Yesterday at church I was given another person’s “theory” on what causes Fibromyalgia. As I was talking to the Sunday school teacher, the subject came around to the weather getting colder and I mentioned that I did not like this time of year due to my Fibromyalgia. I said the cold weather made my fatigue from the CFS worse and it made the pain from my Fibromyalgia worse.
He continued to talk to me and he asked me a few questions which I figured were leading to his FM theory. He asked me…
- When were you diagnosed?
- Were you married when you were diagnosed?
- How long had you been married when you were diagnosed?
- Did you carry the majority of the weight in the marriage (working, household chores, the marriage itself).
I replied with…
- I was diagnosed with the CFS when I was 21 years old. It was years later for the FM but I had FM then as well.
- I was married to my first husband when I was diagnosed.
- I was married for less than a year when I was diagnosed.
- I did carry the majority of the weight in the relationship in all aspects.
After I revealed this information to him, he went on to say that he has read and believes that people develop illnesses like Fibromyalgia whenever they have had to carry a lot of the weight of a relationship. He said it was the stress and strain of “doing it all” that causes these types of illnesses.

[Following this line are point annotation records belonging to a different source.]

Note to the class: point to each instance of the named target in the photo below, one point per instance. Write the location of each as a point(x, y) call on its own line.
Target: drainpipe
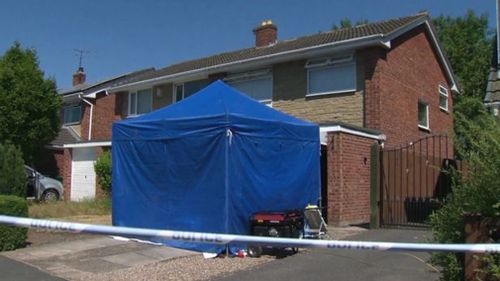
point(90, 118)
point(498, 38)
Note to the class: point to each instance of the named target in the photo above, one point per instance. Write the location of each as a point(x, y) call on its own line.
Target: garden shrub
point(476, 192)
point(103, 171)
point(12, 172)
point(11, 237)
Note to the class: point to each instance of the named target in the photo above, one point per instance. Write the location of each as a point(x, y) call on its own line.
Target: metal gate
point(415, 180)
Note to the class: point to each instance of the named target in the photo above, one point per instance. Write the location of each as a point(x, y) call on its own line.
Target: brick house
point(379, 83)
point(72, 153)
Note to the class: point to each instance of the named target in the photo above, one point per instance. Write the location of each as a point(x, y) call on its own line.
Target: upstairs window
point(72, 115)
point(331, 75)
point(184, 90)
point(443, 98)
point(139, 102)
point(423, 115)
point(256, 84)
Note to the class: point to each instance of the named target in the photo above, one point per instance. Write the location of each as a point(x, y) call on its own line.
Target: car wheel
point(254, 251)
point(50, 196)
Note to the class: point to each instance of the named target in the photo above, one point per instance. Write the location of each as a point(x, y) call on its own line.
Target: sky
point(123, 36)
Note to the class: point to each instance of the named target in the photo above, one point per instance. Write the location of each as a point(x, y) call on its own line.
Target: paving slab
point(73, 259)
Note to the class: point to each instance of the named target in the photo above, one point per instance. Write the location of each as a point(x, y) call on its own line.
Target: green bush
point(103, 171)
point(11, 237)
point(12, 173)
point(477, 192)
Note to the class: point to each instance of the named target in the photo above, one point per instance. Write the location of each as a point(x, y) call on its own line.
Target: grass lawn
point(90, 211)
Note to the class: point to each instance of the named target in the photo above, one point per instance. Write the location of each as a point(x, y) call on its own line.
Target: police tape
point(226, 239)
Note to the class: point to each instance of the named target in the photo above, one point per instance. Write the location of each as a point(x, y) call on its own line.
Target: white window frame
point(443, 92)
point(174, 92)
point(251, 76)
point(427, 127)
point(332, 62)
point(134, 114)
point(72, 107)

I didn’t have a lot of time to respond because the class was starting but I was sort of stunned. By now I shouldn’t be stunned by hearing these different “theories” but it still shocks me the things that people believe about real, physical illnesses.
I am usually very good at giving a mini education on these illnesses but when I am confronted at church (this is the second time at church I have been told these illnesses have a psychological background), I seem to go tight lipped. I think it is because I fear that the Bible will be used to reject anythingI have to say – then I wouldn’t know how to respond to that.
I have told my husband many times that I feel as though I have been chosen to bear these illnesses because I am supposed to make something good come out of it. I just haven’t figured out what that something is yet. Public speaking maybe? I’m not sure.